Physics question? proton/antiproton collision find velocity

[asdf12312]

physics question?? proton/antiproton collision find velocity

Homework Statement

A proton and antiproton collide with equal and opposite momentum at the SPS collider in Geneva to form a single massive particle which is 10 times more massive than a proton. What is the velocity (as a fraction of c) of the proton beam?

The Attempt at a Solution

http://openstudy.com/updates/529bde51e4b0e39d4e82bfe3

^this is something like what the answer would be. except its not right (its telling me its not -_-)
I got v=0.9992c as my answer

 

[collinsmark]

Homework Statement

A proton and antiproton collide with equal and opposite momentum at the SPS collider in Geneva to form a single massive particle which is 10 times more massive than a proton. What is the velocity (as a fraction of c) of the proton beam?

The Attempt at a Solution

http://openstudy.com/updates/529bde51e4b0e39d4e82bfe3

^this is something like what the answer would be. except its not right (its telling me its not -_-)
I got v=0.9992c as my answer

I think the attempted solution link makes the problem a little more difficult than necessary. Also, I think there might be something wrong with the final couple of steps.

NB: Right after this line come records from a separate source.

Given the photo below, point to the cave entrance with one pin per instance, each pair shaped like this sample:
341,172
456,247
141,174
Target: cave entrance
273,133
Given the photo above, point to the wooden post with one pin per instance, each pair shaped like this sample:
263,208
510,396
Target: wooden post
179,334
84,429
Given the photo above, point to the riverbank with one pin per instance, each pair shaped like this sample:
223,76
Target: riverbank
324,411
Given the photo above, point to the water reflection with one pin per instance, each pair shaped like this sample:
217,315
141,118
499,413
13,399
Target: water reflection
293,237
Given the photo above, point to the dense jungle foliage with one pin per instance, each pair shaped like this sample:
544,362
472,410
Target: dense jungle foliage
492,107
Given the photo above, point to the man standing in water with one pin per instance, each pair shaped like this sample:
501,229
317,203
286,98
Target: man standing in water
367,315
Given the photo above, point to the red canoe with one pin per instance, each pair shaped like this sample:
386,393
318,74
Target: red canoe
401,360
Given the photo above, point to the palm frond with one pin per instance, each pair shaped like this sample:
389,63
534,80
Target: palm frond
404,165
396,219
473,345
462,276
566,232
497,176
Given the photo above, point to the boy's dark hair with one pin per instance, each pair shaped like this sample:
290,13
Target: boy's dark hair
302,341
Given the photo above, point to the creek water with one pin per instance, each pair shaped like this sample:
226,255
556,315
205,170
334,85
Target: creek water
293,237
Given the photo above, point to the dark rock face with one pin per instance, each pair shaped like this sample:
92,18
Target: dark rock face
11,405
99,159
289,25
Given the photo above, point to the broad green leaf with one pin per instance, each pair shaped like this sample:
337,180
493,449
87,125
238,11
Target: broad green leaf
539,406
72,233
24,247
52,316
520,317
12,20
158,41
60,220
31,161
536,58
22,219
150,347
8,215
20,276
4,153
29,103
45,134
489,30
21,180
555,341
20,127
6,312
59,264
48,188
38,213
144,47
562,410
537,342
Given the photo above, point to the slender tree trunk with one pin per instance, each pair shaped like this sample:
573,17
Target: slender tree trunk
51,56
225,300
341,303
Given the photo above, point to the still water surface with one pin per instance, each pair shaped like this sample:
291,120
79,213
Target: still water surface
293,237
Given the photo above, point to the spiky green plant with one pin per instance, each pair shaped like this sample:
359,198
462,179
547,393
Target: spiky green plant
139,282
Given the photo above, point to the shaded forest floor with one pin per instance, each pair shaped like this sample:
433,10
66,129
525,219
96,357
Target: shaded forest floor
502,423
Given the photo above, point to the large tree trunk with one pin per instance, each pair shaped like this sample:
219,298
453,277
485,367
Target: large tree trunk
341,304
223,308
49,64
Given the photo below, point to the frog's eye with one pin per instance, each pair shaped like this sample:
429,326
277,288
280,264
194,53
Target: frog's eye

Suffice it to say, there is a very useful result in there which you can use to solve this problem. The total energy for an object with mass (unlike a photon) -- which describes both its rest mass energy plus its kinetic energy, is
$$E = \gamma m c^2$$
That's the total energy for just for a single particle though. The problem statement says that there are two particles, a proton and an anti-proton, with equal and opposite momentum. Since the proton and antiproton have the same mass, we can assume that the total energy before the collision is twice that of the equation above (there are two particles involved, each with the same energy, $\gamma m_p c^2$).

The rest mass energy of a proton is simply $m_p c^2$. The resulting, massive particle has 10 times that energy. (And it's all rest mass energy, since the total momentum of that massive particle is zero, due to conservation of momentum).

So, given that information, solve for gamma. Once you have gamma, you can easily find the original speed before the collision.

 

[asdf12312]

Thanks! that's so much easier.